Random thoughts about the book business

I just went to Borders, and bought three books. Two hardbacks, one trade paper.
Charles de Lint: The Mystery of Grace. I know I will like this one. $24.95
Philip Hensher: The Northern Clemency. For a book group. $26.95
Antoinette May: The Sacred Well. I’m a sucker for all things Mayan. $14.99

That was $72.91 with tax. That just seems wrong. It will probably end up with a entertainment cost rate of $5.00 an hour or so, but still, the total bit.

Is this part of the problem? What do you think?

6 thoughts on “Random thoughts about the book business”

  1. I do think it’s part of the problem, but it depends on which aspect of the problem you’re talking about. I think that the era of purely brick and mortar bookstores is over, and that’s probably part of the reason Borders is in such trouble. Ultimately, I think that only specialty stores — the U Bookstore (since it’s got the UW there, plus a lot in addition to the books) and Powell’s can absorb it, but both have also moved online.

    I just checked and I could get the same three books online — through Amazon (but not from Amazon — they all came from independent bookstores that happen to sell through Amazon) for $51.72. No tax, but that includes 3.99 shipping and handling for each.

    Ultimately it is a matter of the cost — stores (like Borders) that are not adapting to changing economic conditions) are always going to lose out to places that people can get them less expensively. They’re the dinosaurs in a mammalian world.

  2. Well, you can always sell the books back and bring that hourly utility rate down a few notches. Powells.com lets you sell them books online now, somehow. I haven’t tried it, since I can go in and sell them books in person.

  3. Buying online and buying in a bookstore are two different experiences and the relative costs of each have to weighed against the perceive benefits. Browsing in a bricks-and-mortar location provides opportunities for serendipity, comparisons, and engaging people who are as interested in reading as you are. Some of us are less interested in “people who bought X also purchased Y” when making an online purchase. If you know what you are looking for and want that item only, then it matters not where you buy — even a used book store (please support them). But if being surprised by a new author, or being attracted by a cover or the weight of the paper, or renewing an acquaintance with a writer whose work you last read in college is appealing, the additional costs is well worth it to me.

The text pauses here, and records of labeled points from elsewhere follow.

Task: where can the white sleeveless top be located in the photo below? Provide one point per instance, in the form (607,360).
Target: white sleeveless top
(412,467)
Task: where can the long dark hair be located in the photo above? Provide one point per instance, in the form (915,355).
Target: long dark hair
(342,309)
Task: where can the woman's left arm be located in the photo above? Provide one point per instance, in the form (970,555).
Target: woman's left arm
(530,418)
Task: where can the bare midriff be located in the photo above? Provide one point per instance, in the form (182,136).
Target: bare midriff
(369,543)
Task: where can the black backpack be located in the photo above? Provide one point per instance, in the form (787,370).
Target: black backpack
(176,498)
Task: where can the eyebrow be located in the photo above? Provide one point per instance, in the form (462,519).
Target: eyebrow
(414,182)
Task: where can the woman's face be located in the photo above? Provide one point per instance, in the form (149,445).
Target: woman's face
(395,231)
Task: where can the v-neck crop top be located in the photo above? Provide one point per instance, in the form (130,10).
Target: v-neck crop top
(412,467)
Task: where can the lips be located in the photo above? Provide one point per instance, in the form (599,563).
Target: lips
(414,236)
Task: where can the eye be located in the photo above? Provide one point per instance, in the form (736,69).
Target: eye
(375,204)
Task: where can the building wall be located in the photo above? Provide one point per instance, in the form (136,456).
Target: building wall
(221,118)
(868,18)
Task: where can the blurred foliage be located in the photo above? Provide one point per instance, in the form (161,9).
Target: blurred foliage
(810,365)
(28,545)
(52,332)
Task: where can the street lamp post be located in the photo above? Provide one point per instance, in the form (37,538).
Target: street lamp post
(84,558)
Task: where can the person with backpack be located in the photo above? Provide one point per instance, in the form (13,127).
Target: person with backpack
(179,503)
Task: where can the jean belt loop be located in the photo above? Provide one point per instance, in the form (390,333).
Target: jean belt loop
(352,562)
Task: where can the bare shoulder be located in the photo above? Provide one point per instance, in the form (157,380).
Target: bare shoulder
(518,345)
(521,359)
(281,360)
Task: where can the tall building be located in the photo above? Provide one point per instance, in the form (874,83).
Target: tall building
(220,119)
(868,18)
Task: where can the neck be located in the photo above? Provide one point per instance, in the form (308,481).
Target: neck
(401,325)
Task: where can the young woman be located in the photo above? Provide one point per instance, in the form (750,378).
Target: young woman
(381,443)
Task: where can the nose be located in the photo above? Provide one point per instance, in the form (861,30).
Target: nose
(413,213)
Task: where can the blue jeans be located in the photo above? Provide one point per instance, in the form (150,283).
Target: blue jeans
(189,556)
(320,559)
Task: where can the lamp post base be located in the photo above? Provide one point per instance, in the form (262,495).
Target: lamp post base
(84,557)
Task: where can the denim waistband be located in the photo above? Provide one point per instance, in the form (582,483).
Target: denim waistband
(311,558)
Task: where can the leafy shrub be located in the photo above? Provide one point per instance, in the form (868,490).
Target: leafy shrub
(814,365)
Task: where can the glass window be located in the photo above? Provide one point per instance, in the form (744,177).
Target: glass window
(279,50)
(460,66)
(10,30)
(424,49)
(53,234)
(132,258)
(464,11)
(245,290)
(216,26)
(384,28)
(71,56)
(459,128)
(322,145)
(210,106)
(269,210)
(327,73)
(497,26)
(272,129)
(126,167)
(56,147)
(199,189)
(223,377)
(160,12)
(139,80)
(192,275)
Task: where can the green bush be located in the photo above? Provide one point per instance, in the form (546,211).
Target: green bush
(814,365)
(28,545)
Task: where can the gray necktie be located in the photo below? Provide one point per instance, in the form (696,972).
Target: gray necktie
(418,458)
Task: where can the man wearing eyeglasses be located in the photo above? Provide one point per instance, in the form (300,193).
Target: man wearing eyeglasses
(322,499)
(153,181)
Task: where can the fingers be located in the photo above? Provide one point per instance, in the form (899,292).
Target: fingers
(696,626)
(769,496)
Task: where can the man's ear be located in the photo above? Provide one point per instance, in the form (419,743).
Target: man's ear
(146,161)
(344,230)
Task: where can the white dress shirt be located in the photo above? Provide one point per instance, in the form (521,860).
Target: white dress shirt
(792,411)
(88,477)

  4. I agree. In this case, we were in the bookstore anyway buying the child Manga. I intended to buy the Northern Clemency (or actually, to decide whether or not to buy it real; I thought about getting a Kindle version. I decided to go physical since I’ll be analyzing it for a book group). Charles deLint is the first urban fantasy writer I started reading, and he is thus the authentic voice, like Tolkien in high fantasy (art least for me). And the cover is beautiful. Drop dead beautiful.

  5. Hi M.K.!

    I know. And I might – it’s greener. I bet I keep the deLint, though. It wasn’t about the money so much (I have not given up my day job), but that it just plain surprised me. My head had figured $50 without adding anything up – kind of like I expect to spend $20 a bag on groceries, although they are really more now, too. But if I were earning an average income (instead a slighter better one, plus a little extra from writing), that would have felt like a whole lot.

  6. Hi Brent,

    Thanks for the comparison. Yes, I pay less at either B and N (which has a far better and simpler customer loyalty program) or at Amazon. And Kindle would have been even better – I bought about fifteen books on Kindle last year, and they are truly discounted. I guess part of what I worry about is that prices that high will take casual hardcover buying off the “OK to impulse buy” list in my head. Book costing is a bear and publishers are struggling, too, so it’s a pretty stressed system. I don;t have an answer – I was just surprised. I bet if I calculated my “to read” pile into dollars, I’d be shocked.